The Quill ‘Physical Presence’ Standard – A “Perfect Storm” Brewing

Ever since, and even before, the U.S. Supreme Court’s landmark 1992 decision in Quill Corp. v. North Dakota, in which it affirmed the Commerce Clause ‘physical presence’ standard for sales tax nexus, Congress has continually grappled with the increasing sales tax revenue shortfalls and perceived unfair advantage that online and mail-order retailers have over brick and mortar retailers.  The ‘physical presence’ standard affirmed in Quill currently bars states from imposing sales tax compliance obligations on out-of-state retailers who lack a ‘physical presence’ with the state. 

Last week, the Supreme Court unanimously determined in Direct Marketing Association v. Brohl  that the Tax Injunction Act did not bar federal court jurisdiction over a suit brought by non-taxpayers to enjoin the enforcement of Colorado’s notice-and-reporting requirements.  In his concurring opinion, Justice Kennedy wrote that the Court’s conclusion was wrong when decided, Quill now harm states to a greater degree than could have been anticipated and that “the legal system should find an appropriate case for this Court to reexamine Quill and Bellas Hess” in light of the Internet and changes in technology.  These words mark the first overture by the Supreme Court indicating that it may entertain a sales tax nexus case.  Recall that the Supreme Court recently denied in Overstock.com, Inc. v. New York State Department of Taxation and Finance, the last state tax appeal involving sales tax nexus that may have provided an opportunity for the U.S. Supreme Court to revisit Quill and Bellas Hess.

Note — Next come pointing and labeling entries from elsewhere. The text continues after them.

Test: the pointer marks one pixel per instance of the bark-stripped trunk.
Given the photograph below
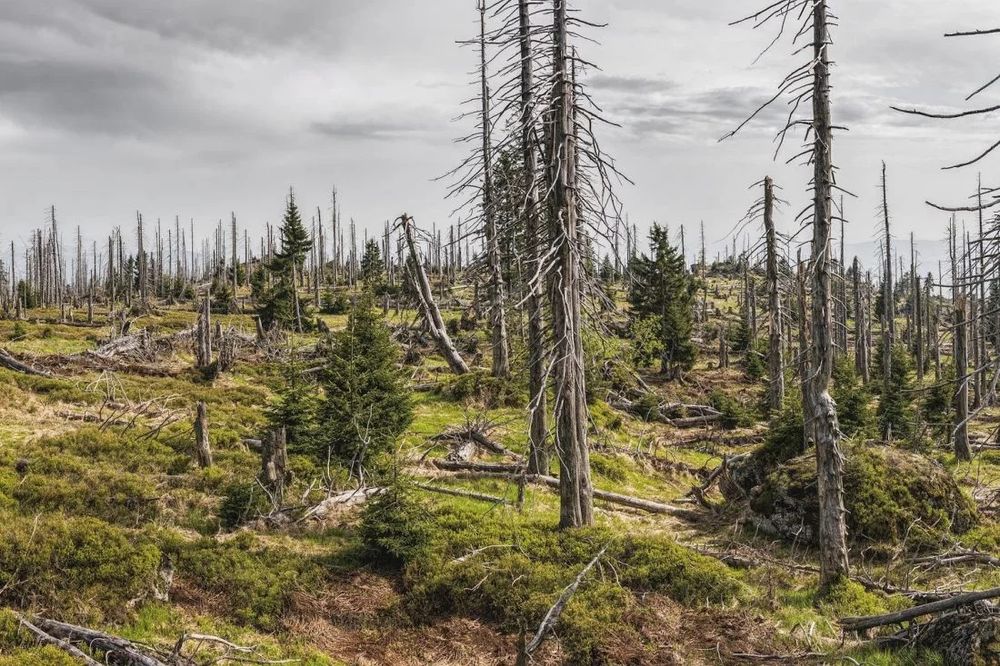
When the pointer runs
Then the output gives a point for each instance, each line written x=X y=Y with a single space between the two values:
x=538 y=455
x=803 y=352
x=776 y=364
x=501 y=356
x=860 y=334
x=575 y=491
x=888 y=304
x=917 y=315
x=430 y=309
x=961 y=426
x=829 y=461
x=203 y=451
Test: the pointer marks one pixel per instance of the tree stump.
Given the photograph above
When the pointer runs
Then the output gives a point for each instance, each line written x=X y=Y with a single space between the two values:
x=203 y=451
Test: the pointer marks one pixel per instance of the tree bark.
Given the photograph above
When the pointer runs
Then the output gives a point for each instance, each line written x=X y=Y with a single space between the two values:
x=575 y=490
x=861 y=364
x=538 y=454
x=961 y=427
x=431 y=312
x=776 y=362
x=500 y=345
x=829 y=461
x=203 y=450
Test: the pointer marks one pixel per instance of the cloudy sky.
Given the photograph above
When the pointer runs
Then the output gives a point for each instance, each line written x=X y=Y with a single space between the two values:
x=201 y=107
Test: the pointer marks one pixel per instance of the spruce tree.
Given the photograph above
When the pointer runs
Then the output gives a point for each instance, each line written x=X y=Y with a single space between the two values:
x=663 y=291
x=278 y=305
x=366 y=405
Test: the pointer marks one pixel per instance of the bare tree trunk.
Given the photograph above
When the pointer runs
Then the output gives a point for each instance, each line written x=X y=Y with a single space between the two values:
x=888 y=298
x=538 y=455
x=803 y=352
x=274 y=472
x=829 y=461
x=431 y=312
x=961 y=428
x=203 y=451
x=501 y=356
x=917 y=315
x=776 y=364
x=575 y=490
x=861 y=364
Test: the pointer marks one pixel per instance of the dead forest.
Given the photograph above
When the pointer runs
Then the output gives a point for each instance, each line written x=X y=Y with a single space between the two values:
x=535 y=433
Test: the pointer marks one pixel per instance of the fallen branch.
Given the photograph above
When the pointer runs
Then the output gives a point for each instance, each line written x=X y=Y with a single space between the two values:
x=553 y=483
x=11 y=363
x=117 y=650
x=66 y=646
x=552 y=616
x=872 y=621
x=461 y=493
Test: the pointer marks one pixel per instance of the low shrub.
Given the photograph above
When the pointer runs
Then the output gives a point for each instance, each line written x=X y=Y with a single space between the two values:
x=78 y=568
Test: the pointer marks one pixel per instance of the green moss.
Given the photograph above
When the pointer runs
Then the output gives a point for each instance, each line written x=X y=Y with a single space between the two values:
x=79 y=568
x=890 y=496
x=255 y=581
x=846 y=598
x=613 y=468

According to U.S. Supreme Court Justice Kennedy, “the legal system should find an appropriate case for this Court to reexamine Quill and Bellas Hess”

In the meantime, both the Senate and the House continue to pursue legislative measures to enable states to impose sales tax collection obligations on out-of-state retailers, regardless of whether they maintain a ‘physical presence’ or not.  On Tuesday, March 10, 2015, Senate Minority Whip Dick Durbin (D-Ill.) and Sens. Lamar Alexander (R-Tenn.), Mike Enzi (R-Wyo.) and Heidi Heitkamp (D-N.D.) unveiled the Marketplace Fairness Act of 2015, which would give states more power to collect sales taxes from businesses that don't have a physical location within their borders.  It’s predecessor version (The Marketplace Fairness Act of 2013, which they also sponsored) passed with ease in the Senate in May 2013, however it stalled in the House amid claims by opponents of the measure that this looked to constituents like a new tax.  The new version, which has additional co-sponsors, includes some changes to the 2013 version, including a one year delay in implementation upon passage and exemption for sales that take place from October - December in the initial year of implementation.  Also like its predecessor, the measure is voluntary regarding state participation, and relies on the Streamlined Sales Tax Project.

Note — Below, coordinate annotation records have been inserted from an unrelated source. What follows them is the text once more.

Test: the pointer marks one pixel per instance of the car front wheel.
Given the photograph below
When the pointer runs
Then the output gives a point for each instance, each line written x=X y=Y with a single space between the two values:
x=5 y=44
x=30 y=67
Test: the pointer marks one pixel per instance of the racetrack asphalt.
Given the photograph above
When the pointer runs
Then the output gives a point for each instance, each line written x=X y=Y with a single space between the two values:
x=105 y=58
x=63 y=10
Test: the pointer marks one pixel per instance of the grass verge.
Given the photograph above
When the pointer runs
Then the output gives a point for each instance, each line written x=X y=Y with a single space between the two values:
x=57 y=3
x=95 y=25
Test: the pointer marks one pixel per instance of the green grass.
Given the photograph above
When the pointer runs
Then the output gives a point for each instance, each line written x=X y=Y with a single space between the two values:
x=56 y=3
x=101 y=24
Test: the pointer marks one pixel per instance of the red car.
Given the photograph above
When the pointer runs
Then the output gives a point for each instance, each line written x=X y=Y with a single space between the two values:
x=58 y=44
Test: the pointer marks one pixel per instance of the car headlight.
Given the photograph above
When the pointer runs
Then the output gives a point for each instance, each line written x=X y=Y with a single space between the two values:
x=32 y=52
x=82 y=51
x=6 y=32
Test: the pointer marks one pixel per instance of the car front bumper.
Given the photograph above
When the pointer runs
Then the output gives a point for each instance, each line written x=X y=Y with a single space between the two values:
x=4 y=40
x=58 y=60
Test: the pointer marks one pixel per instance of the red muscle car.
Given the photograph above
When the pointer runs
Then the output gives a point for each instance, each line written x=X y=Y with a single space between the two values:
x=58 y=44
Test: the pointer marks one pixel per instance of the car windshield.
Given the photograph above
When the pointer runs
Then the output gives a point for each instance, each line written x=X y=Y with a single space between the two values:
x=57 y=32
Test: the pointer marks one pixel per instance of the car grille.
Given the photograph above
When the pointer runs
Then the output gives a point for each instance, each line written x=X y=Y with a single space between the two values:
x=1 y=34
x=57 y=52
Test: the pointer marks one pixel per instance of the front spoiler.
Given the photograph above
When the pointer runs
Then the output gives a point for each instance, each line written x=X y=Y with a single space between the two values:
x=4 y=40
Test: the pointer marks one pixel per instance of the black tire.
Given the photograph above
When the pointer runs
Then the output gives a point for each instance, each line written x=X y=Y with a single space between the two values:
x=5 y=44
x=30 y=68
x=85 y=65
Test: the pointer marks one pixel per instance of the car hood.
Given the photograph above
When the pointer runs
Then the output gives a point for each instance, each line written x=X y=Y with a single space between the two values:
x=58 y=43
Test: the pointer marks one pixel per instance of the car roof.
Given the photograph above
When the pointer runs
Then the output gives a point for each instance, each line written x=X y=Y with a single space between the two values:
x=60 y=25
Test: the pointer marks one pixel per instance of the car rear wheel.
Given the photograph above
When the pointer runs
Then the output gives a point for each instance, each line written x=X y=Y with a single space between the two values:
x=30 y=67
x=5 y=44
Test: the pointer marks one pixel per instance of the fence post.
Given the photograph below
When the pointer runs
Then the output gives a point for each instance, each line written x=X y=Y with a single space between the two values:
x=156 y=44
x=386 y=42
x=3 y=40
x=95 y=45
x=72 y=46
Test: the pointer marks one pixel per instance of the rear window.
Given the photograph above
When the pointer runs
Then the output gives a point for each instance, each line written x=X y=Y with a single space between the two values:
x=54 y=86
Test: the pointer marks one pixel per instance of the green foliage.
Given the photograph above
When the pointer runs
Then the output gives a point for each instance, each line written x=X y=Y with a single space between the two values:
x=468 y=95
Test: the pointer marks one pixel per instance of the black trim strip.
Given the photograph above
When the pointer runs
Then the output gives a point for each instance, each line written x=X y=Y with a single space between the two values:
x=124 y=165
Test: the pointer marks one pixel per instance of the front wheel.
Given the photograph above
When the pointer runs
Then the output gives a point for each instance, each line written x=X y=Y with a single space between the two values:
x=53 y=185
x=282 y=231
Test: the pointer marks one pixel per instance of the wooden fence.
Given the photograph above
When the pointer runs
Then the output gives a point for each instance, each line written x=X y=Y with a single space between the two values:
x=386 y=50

Senate and House supporters of these could try to tie the online sales tax measure to an extension of the Internet Tax Freedom Act (ITFA), which is set to expire at the end of September. 

In the House, Judiciary Chairman Bob Goodlatte (R-Va.) has been working on his own proposal, the Online Sales Simplification Act, which would authorize states that are part of a Tax Distribution Agreement (TDA) to levy taxes based on where the retailer (origin sourcing) – not the customer (destination) – is based. Tax authorities remit to a clearinghouse that distributes taxes to destination (customer) if destination state is part of TDA.  Otherwise, the tax defaults back to seller’s origin state.  Similar to the Mainstreet Fairness Act, only states that choose to participate would be allowed to collect sales tax on remote sales, and prohibits any state that chooses not to participate, from levying sales tax on remote sales in any other fashion.  But retail groups have already panned that proposal, noting that this imposes a tax on customers in states in which THEY have not physical presence.  In essence, this is enabling states to regulate consumers outside of their jurisdiction.

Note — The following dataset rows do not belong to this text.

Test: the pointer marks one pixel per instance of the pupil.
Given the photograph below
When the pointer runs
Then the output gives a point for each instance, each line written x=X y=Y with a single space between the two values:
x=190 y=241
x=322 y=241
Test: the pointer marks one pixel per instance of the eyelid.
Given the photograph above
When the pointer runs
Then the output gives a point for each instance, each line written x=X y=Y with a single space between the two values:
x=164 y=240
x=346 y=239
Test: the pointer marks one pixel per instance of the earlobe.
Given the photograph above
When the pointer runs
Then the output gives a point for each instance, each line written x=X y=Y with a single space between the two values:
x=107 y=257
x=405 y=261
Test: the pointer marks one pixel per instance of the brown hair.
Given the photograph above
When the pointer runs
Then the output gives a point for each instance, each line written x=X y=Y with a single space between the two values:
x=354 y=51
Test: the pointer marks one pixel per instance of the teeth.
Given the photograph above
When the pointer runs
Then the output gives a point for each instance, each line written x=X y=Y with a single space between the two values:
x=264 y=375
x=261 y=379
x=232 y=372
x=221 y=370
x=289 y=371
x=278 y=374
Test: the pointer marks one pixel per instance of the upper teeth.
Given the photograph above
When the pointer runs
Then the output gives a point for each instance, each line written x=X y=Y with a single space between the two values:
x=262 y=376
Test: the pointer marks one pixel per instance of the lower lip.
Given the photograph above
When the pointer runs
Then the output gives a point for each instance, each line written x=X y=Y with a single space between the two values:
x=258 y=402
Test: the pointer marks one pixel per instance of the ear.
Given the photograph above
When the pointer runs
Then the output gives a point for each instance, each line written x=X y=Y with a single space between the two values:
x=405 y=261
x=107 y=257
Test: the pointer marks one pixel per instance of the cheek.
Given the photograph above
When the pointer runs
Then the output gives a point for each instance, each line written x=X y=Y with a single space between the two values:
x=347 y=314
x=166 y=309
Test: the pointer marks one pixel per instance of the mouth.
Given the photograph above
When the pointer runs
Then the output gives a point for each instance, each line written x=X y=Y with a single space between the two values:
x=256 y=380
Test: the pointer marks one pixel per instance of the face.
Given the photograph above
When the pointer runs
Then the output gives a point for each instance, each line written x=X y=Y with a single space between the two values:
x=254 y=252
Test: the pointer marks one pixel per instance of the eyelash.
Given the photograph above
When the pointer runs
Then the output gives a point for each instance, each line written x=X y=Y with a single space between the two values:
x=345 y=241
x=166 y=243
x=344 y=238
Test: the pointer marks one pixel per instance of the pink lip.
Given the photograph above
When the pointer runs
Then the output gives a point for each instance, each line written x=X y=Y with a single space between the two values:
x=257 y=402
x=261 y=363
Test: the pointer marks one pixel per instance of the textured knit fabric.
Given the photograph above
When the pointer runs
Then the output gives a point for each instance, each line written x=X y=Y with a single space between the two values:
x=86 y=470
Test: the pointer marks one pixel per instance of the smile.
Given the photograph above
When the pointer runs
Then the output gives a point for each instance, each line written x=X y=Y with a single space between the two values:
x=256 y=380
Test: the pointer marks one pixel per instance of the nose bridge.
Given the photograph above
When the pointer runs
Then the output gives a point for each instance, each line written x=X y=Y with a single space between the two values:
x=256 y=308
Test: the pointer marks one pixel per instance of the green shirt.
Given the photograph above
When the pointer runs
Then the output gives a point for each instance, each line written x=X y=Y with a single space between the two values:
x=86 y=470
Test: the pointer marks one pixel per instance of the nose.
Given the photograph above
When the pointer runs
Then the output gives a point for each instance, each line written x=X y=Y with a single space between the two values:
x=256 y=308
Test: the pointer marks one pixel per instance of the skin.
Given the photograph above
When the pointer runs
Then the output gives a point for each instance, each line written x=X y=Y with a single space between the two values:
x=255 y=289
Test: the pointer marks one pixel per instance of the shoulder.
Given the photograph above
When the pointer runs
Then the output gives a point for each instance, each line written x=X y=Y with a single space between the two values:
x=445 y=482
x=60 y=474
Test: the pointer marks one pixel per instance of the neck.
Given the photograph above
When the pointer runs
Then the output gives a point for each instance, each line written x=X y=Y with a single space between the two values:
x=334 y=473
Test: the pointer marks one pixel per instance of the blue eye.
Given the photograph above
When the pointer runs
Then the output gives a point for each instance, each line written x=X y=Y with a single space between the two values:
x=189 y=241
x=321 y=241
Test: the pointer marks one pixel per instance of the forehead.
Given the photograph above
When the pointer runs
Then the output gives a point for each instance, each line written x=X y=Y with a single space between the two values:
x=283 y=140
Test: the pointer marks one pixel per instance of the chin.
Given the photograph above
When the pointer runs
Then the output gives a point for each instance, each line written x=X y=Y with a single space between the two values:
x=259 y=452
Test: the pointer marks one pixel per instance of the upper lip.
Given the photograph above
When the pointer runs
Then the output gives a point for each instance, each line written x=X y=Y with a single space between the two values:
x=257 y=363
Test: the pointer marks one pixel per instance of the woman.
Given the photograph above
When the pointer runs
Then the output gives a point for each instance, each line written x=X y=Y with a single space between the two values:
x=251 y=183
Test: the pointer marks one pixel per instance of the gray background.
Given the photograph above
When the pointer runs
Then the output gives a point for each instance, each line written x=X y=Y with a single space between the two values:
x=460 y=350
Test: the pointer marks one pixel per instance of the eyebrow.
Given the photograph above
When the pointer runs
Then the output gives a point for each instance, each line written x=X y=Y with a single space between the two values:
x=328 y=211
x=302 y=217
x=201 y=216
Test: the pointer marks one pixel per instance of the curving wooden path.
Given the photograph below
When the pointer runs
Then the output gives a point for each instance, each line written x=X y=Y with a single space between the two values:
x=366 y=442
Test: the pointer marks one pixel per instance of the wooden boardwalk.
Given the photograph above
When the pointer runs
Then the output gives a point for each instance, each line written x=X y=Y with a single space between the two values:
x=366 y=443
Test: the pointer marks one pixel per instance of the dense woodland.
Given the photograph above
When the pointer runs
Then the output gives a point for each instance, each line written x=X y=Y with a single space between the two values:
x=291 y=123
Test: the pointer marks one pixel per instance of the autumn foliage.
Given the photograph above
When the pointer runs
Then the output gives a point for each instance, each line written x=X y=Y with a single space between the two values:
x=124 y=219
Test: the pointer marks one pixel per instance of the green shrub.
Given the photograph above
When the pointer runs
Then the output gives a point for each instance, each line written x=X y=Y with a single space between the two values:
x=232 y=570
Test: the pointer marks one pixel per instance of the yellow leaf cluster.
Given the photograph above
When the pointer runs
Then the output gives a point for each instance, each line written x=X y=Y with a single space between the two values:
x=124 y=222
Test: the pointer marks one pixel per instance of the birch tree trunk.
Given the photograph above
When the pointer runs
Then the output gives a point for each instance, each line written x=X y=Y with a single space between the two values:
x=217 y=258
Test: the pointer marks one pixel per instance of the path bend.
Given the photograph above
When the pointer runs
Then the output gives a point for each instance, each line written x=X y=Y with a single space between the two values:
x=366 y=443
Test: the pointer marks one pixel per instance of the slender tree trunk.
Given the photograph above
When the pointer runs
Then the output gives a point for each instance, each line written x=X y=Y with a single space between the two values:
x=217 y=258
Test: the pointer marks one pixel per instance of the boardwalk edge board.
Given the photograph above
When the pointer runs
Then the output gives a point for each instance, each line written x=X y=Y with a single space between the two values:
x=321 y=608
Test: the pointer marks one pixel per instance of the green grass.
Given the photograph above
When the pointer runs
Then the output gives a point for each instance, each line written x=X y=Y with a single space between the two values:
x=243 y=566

Just as the Senate support for the 2013 Marketplace Fairness Act attempted, supporters of these or other measures could try once more to tie the online sales tax measure to an extension of the Internet Tax Freedom Act (ITFA), which prohibits states form imposing taxes on online access.  The one-year extension of the ITFA is set to expire at the end of September. 

Whether Justice Kennedy’s invitation to state taxing authorities to bring a sales tax nexus case before the U.S. Supreme Court are the words of one man, are the shared sentiment of several remains to be seen.  Again, this same court had the opportunity to reexamine Quill and Bellas Hess just over a year ago and declined.  Furthermore, no other Justice joined Justice Kennedy’s concurring opinion.  It does appear, however, that between these words, the Streamlined Sales Tax Project, and efforts in both the House and Senate to enable states to impose sales tax on remote sales, we are headed for “the Perfect Storm” regarding sales tax nexus.   One way or another, and as irrational and unfair as it seems, it appears that approval for states to impose sales tax on remote sales may be coming, if not this year, then in the next few years.